On April 15, for example, the administration cold-emailed a handful of Democratic lawmakers informing them they’d been selected to a congressional task force to advise Trump on reopening the economy. After an initial conference call the next day, no follow-up was scheduled until this week, when House members in the group were told there would be a second call with top Trump economic advisers Larry Kudlow and Kevin Hassett on Thursday. In the interim, administration officials instructed lawmakers to contact them with their three “best ideas” on economic responses—“like homework,” recalled an aide.
In the absence of traditional lines of oversight and cooperation, there has been improvising.
Bharat Ramamurti, Democratic Senate leader Chuck Schumer’s appointee to the new congressional panel, said that he was leaning on friends and associates with expertise in his issue areas. And though he continues to encounter absurdly commonplace hurdles (on Tuesday, his computer ran out of batteries because electricity in his neighborhood was down and he couldn’t venture elsewhere) he held out hope that the commission would soon have a chair and get its report done by May 9.
“The other unique thing about the oversight commission is all the members are appointed by the Congress,” Ramamurti told The Daily Beast. “Our committee is the only one immune from tampering by the president, which is why it is really important to get the chair in place as soon as possible.”
Meanwhile, outside groups are trying to reverse-engineer oversight by starting from the broadest set of data points and working their way back to the administration. Accountable.US, a nonpartisan oversight group, has filed nearly 200 public records requests and skimmed through hundreds of federal filings to see if publicly traded companies have nabbed PPP loans.
This still leaves gaping holes. And on those fronts, Democrats are scrambling to patch things up, with a group of lawmakers introducing legislation mandating disclosure of PPP loans and others calling for subpoenaing witnesses.
“They’re going to stonewall as much as they can,” Rep. Dan Kildee (D-MI) told The Daily Beast. “We can’t fold. We have to use the tools we have. We may have to issue subpoenas, and try every way we can to get the information we need.”
Some Democrats argue that the party’s most effective mechanism for forcing the Trump administration to comply with congressional oversight would be through the purse. But few believe that Pelosi will, or even could, effectively deploy such hardball tactics if the economic situation in the country remains dire. And so, the last hope is that the public pressure will become so overbearing that members of the Trump administration will see it as in their political self-interest to comply.
Already, one member—former BARDA program director Dr. Richard Bright—has agreed to testify before a House Democratic committee about a whistleblower complaint he filed detailing systematic missteps and misjudgements the administration made in the early stages of the pandemic. And it would not be unprecedented for the White House to eventually fold on others.

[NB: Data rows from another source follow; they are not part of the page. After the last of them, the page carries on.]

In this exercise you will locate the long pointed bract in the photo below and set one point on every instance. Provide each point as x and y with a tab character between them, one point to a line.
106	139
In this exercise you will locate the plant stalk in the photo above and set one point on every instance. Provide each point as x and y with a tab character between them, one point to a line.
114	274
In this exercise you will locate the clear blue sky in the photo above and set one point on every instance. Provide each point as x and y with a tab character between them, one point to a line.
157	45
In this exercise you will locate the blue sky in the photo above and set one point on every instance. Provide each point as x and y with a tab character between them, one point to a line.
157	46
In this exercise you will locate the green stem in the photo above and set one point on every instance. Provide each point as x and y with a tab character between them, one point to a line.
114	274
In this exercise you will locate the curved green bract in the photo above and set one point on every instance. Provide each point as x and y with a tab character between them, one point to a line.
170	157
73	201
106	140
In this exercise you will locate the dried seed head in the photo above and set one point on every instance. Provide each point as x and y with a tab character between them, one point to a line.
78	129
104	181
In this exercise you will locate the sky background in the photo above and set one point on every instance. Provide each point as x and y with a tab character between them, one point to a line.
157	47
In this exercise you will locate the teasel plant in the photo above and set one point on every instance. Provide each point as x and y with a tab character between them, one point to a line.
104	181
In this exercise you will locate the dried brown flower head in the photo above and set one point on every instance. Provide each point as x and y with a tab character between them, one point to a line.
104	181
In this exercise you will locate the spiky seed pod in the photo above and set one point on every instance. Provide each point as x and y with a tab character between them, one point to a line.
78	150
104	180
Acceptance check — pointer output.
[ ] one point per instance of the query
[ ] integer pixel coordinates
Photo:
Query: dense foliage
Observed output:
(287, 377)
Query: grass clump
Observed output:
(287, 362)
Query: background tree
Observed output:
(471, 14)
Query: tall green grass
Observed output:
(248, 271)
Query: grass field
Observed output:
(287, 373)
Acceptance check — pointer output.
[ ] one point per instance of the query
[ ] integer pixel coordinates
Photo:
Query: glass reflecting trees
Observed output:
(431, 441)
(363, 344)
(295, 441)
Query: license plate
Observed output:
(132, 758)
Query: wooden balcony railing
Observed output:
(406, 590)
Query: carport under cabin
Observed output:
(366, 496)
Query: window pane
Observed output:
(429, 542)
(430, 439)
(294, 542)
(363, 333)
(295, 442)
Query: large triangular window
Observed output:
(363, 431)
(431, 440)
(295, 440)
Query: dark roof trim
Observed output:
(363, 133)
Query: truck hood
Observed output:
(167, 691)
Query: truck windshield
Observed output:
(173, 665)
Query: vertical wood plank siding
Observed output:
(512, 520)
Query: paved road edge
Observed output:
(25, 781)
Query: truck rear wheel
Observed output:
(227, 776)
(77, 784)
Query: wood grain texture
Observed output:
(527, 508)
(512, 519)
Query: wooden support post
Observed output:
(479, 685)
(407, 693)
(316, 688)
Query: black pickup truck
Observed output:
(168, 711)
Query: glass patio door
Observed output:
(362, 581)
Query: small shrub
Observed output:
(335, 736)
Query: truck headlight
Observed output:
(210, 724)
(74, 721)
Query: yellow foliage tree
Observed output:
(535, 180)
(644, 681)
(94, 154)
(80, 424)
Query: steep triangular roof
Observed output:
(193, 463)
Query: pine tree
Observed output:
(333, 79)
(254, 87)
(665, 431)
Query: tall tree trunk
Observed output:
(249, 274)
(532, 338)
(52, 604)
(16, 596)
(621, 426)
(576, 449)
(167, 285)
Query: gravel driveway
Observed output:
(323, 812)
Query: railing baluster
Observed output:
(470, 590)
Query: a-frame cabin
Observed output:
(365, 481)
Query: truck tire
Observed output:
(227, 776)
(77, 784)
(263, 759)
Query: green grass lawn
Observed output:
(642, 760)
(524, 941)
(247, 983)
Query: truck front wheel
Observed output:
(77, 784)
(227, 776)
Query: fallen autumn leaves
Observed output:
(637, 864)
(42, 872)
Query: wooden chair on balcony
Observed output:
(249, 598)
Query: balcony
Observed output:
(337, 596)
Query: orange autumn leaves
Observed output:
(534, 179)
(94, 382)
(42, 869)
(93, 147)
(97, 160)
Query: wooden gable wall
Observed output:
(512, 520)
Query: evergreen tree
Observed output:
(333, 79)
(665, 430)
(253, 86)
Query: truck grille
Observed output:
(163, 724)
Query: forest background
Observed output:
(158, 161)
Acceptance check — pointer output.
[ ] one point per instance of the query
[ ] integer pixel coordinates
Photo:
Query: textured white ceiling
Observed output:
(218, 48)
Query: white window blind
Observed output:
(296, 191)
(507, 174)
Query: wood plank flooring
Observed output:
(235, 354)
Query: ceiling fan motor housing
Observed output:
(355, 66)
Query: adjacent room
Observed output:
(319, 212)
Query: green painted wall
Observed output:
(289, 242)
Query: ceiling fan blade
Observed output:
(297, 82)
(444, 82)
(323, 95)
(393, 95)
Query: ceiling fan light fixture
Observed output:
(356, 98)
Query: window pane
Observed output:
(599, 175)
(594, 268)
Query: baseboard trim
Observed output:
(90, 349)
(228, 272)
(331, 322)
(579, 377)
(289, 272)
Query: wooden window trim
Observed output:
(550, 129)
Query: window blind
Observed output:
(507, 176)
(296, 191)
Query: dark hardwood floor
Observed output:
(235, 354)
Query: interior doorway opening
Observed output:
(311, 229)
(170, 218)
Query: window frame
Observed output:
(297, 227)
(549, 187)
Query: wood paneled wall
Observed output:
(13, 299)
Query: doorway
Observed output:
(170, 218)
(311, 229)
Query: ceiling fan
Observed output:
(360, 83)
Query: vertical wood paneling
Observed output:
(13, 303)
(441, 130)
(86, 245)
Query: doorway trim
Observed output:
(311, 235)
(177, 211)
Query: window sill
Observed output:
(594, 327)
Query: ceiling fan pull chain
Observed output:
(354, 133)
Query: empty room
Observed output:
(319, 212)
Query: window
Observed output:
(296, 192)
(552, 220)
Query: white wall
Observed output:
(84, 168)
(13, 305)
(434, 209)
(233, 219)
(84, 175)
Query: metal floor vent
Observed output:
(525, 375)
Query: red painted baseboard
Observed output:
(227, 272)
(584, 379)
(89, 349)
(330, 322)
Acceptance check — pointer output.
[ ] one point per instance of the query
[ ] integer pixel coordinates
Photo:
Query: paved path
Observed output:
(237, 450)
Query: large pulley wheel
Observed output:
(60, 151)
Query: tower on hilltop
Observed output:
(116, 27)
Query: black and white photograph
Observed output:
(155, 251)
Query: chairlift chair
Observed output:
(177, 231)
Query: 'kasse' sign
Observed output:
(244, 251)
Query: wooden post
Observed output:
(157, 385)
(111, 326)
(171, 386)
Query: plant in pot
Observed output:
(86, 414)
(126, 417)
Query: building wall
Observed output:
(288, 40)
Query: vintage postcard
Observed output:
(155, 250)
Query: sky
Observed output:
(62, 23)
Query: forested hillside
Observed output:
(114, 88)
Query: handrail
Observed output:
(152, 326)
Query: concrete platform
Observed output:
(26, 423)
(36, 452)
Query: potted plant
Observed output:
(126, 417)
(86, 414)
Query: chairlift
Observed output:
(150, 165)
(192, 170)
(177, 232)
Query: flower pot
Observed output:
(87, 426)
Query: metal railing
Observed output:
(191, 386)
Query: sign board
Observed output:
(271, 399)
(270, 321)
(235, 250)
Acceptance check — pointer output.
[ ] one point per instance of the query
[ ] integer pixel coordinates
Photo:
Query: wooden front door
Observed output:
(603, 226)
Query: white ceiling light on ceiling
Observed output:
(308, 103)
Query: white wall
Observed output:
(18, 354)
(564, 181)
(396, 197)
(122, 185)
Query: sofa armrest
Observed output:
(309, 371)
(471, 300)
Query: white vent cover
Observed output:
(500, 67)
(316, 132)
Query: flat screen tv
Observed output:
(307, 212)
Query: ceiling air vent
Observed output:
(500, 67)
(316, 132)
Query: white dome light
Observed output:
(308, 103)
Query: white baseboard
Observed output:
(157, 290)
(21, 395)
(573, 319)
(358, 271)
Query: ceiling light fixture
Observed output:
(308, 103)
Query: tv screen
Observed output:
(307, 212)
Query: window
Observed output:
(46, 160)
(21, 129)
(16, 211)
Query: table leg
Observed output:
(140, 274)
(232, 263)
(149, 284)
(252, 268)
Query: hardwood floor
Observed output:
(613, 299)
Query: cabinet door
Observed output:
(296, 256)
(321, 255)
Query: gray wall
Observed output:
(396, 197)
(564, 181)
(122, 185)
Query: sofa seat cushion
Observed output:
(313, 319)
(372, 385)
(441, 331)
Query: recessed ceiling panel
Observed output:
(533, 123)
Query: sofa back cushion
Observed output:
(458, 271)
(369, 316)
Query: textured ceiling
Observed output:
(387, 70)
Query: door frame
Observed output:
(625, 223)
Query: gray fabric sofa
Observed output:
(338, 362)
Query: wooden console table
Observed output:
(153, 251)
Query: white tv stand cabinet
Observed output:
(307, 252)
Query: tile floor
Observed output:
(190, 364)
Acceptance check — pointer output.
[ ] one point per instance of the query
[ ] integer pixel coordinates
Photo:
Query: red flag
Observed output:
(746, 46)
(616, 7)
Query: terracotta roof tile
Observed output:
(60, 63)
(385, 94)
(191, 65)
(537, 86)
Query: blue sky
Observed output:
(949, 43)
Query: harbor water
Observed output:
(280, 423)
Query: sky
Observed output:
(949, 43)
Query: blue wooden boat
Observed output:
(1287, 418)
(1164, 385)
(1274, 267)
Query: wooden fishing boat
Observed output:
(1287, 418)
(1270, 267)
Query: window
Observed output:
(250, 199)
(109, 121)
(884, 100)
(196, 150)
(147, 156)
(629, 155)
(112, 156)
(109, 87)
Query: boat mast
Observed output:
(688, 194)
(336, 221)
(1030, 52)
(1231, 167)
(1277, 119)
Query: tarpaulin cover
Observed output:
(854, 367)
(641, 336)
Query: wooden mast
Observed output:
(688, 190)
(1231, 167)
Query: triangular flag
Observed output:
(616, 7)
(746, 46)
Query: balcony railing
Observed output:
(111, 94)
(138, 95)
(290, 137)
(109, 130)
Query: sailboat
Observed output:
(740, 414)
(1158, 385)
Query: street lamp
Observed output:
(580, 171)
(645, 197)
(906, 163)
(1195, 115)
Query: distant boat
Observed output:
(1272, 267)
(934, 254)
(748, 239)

In 2013, the Obama White House refused to make available for testimony key figures involved in the botched rollout of the Affordable Care Act on grounds that their time fixing the website was too valuable to spend on the Hill. Under threat of subpoena, top technology officer Todd Park eventually agreed to testify in front of the GOP-led House Oversight Committee.
Two professors—Mark J. Rozell of George Mason University and Mitchel A. Sollenberger of the University of Michigan at Dearborn—praised the move at the time as a worthy mitigation of tension between the two branches. Reached by The Daily Beast, both said a similar step from Trump would be warranted now.
“This is why you have a hierarchical organization,” Sollenberger told The Daily Beast. “They’re there to give voice to organizational needs, respond to Congress when it comes to the organizational issues at hand, the questions Congress has. This is how government works.”